INTRODUCTION
Connectivity is a concept shared in landscape and metapopulation ecology that is used to describe the movement or exchange of organisms between habitats on various temporal and spatial scales (Gilpin and Hanski 1991; Hanksi and Gilpin 1997; Crooks and Sanjayan Chapter 1; Taylor et al. Chapter 2; Moilanen and Hanski Chapter 3) and its population and community consequences. Many marine habitats, such as kelp forests, estuaries, wetlands, seagrass beds, coral and rocky reefs, and deep-sea hydrothermal vents, are naturally fragmented and patchy. As a result, many scientists working with marine populations and associated systems adopt a metapopulation-based interpretation of connectivity where landscapes are viewed as a network of habitat patches or fragments in which species occur as discrete local populations connected by the passive and active migration of individuals. In marine systems, connectivity may be generated by movements of early life stages such as larvae or spores (hereafter referred to as propagules), juveniles, or adults.

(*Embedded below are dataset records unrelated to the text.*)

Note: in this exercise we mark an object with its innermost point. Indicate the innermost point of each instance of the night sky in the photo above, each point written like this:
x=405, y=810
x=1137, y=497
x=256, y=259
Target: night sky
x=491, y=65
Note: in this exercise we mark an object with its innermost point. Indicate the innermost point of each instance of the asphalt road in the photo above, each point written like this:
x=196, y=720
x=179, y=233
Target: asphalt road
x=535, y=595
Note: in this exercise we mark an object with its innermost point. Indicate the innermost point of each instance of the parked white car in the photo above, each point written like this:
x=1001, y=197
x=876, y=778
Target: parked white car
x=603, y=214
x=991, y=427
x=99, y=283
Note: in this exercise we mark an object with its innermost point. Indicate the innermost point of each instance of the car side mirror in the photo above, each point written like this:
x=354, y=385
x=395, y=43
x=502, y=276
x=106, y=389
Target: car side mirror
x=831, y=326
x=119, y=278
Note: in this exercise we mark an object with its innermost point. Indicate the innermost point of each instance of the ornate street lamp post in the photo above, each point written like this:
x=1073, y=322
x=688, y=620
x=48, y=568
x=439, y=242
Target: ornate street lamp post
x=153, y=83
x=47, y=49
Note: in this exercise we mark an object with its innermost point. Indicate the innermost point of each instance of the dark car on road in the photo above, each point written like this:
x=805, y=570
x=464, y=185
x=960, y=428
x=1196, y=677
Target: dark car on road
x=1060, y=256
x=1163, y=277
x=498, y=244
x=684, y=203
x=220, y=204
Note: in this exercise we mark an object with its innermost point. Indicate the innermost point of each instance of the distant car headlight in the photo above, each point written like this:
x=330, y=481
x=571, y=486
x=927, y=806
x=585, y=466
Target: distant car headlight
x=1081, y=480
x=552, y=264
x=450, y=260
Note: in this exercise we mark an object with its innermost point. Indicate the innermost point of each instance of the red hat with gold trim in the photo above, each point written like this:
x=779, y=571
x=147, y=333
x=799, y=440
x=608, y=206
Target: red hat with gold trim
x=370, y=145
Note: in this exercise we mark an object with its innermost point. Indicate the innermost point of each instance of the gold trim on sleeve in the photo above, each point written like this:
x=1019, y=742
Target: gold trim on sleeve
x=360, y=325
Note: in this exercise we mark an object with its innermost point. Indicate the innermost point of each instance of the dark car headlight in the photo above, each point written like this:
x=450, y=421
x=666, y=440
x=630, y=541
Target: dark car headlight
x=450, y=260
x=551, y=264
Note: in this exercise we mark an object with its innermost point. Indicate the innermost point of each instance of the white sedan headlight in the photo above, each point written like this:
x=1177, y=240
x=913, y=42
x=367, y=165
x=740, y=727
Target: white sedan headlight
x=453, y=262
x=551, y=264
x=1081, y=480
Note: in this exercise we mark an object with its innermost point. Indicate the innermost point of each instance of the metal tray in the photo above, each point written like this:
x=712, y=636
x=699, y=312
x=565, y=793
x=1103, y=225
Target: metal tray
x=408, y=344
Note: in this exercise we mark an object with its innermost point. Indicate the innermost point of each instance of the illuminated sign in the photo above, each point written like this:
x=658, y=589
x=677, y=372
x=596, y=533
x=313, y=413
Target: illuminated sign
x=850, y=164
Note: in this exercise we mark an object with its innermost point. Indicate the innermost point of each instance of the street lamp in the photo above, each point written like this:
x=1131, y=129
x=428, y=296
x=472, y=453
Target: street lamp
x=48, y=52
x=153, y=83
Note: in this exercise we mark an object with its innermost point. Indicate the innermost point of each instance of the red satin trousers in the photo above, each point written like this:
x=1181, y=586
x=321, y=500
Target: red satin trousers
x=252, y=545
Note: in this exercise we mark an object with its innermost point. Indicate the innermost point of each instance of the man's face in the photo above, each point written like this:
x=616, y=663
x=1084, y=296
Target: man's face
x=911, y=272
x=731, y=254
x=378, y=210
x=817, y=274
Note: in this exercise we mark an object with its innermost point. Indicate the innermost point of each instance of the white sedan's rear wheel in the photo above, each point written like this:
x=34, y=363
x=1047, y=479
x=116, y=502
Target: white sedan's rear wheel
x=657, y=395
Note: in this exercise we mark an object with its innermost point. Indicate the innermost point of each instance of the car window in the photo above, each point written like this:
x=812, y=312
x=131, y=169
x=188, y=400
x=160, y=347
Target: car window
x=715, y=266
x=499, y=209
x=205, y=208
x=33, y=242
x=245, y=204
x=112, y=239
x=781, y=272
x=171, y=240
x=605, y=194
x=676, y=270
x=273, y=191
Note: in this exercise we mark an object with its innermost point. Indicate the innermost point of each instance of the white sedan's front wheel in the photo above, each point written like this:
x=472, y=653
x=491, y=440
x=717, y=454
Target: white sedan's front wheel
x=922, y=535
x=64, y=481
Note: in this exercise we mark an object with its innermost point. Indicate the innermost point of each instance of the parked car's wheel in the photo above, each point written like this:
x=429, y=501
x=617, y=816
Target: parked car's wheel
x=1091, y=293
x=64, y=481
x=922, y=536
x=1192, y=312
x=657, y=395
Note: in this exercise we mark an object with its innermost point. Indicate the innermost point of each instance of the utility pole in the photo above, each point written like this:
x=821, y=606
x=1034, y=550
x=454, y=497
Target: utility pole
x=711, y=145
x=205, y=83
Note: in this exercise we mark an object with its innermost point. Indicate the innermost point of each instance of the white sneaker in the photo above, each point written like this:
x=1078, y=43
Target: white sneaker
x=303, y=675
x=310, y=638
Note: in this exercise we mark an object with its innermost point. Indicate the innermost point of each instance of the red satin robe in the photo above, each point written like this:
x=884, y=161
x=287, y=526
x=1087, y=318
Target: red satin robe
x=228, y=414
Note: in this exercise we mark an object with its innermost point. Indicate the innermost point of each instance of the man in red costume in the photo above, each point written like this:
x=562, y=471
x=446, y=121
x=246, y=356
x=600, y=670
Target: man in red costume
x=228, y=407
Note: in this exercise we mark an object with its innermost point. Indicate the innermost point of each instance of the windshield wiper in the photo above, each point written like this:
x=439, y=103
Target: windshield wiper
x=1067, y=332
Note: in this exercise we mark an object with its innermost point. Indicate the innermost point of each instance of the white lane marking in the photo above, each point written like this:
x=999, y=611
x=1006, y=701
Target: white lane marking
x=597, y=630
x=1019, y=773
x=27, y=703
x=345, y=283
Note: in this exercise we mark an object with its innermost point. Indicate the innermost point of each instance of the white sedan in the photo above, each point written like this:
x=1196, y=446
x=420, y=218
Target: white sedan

The majority of marine organisms, including benthic (living on or in the bottom), demersal (living near and in close association with the bottom), and holoplanktonic (living in the plankton) species, have a complex life cycle characterized by planktonic stages of development (e.g., larvae, spores). In the case of marine invertebrates and fishes, propagules exhibit a diversity of nutritional modes, development sites, planktonic durations, and morphological development patterns that can affect patterns of connectivity (Table 8.1).